Fast solution to the fair ranking problem using the Sinkhorn algorithm
This work addresses the practical scalability issue of fair ranking for recommender systems in online marketplaces, offering a significant speed improvement over prior methods.
The paper tackles the challenge of efficiently computing fair rankings in two-sided marketplaces by proposing a fast algorithm that transforms the problem into an unconstrained optimization and uses the Sinkhorn algorithm in a gradient ascent method. The result is a method that produces high-quality fair rankings and is approximately 1000 times faster than using commercial optimization software.

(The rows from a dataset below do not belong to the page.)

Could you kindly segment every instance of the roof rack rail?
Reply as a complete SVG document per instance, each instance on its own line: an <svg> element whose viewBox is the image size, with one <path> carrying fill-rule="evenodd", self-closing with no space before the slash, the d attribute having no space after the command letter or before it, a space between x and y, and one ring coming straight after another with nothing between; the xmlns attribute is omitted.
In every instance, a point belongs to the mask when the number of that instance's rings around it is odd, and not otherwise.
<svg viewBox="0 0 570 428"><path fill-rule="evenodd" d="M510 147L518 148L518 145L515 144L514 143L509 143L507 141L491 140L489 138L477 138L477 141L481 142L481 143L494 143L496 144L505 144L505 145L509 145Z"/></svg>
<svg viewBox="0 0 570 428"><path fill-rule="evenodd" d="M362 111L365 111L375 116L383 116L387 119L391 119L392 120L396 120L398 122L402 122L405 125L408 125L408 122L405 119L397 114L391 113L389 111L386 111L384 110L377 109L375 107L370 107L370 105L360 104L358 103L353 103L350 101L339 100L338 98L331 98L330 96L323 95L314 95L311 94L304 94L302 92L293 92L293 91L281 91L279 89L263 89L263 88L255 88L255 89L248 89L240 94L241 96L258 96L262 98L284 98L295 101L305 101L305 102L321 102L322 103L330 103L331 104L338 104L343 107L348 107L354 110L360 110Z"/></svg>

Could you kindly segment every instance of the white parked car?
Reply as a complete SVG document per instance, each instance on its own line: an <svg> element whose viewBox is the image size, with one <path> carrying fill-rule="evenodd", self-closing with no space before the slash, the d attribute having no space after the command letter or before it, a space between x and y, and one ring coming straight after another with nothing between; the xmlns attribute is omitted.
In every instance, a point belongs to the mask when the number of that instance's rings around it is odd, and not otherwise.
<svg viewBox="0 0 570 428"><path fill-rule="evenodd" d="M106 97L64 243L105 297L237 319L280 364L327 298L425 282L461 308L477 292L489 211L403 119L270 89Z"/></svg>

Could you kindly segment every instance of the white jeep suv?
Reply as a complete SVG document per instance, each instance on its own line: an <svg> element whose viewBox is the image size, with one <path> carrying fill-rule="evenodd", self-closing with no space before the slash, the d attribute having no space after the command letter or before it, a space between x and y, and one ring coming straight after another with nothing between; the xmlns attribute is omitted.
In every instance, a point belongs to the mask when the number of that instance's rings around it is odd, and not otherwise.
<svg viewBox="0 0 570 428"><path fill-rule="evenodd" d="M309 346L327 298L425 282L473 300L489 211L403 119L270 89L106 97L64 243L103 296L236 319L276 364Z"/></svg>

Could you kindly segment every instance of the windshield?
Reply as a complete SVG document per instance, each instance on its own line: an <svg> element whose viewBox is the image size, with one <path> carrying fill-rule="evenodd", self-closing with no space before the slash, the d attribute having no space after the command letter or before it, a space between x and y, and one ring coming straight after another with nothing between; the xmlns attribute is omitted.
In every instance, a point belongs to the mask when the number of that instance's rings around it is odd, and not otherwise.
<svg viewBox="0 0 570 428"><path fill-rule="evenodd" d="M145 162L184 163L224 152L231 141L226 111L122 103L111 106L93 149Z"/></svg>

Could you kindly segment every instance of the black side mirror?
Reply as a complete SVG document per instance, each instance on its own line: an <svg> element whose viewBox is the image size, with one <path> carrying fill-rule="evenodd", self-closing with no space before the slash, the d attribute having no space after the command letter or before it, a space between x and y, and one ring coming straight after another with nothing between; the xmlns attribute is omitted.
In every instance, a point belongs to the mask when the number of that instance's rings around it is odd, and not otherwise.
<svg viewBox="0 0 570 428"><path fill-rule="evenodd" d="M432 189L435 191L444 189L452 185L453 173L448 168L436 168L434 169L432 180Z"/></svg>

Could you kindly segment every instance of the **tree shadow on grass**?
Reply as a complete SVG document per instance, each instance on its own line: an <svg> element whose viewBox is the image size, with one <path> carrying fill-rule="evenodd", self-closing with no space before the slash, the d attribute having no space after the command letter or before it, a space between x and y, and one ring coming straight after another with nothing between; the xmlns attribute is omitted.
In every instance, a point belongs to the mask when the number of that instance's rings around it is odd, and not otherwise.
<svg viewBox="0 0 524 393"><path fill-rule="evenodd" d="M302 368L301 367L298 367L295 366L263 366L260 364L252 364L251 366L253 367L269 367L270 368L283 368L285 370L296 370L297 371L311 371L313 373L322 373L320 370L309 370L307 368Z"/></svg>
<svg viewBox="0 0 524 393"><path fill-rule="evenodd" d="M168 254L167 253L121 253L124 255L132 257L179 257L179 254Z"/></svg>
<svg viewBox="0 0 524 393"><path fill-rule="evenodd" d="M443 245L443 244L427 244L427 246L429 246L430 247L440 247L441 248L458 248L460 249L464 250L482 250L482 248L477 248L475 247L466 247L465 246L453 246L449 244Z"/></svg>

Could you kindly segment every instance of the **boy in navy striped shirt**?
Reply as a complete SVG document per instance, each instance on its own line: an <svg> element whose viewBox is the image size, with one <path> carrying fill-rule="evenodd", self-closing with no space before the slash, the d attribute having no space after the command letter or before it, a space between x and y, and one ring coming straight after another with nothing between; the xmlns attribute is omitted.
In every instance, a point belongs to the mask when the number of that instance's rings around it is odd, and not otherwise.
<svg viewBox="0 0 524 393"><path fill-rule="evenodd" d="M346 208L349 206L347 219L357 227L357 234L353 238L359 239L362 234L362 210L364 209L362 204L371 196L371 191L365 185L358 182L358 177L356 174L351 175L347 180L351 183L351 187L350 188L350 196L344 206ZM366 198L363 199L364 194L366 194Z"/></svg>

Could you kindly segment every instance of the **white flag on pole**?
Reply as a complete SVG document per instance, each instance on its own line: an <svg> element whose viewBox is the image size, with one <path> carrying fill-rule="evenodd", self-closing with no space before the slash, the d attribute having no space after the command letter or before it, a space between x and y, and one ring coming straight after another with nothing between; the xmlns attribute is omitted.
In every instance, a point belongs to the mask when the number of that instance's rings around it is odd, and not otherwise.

In two-sided marketplaces such as online flea markets, recommender systems for providing consumers with personalized item rankings play a key role in promoting transactions between providers and consumers. Meanwhile, two-sided marketplaces face the problem of balancing consumer satisfaction and fairness among items to stimulate activity of item providers. Saito and Joachims (2022) devised an impact-based fair ranking method for maximizing the Nash social welfare based on fair division; however, this method, which requires solving a large-scale constrained nonlinear optimization problem, is very difficult to apply to practical-scale recommender systems. We thus propose a fast solution to the impact-based fair ranking problem. We first transform the fair ranking problem into an unconstrained optimization problem and then design a gradient ascent method that repeatedly executes the Sinkhorn algorithm. Experimental results demonstrate that our algorithm provides fair rankings of high quality and is about 1000 times faster than application of commercial optimization software.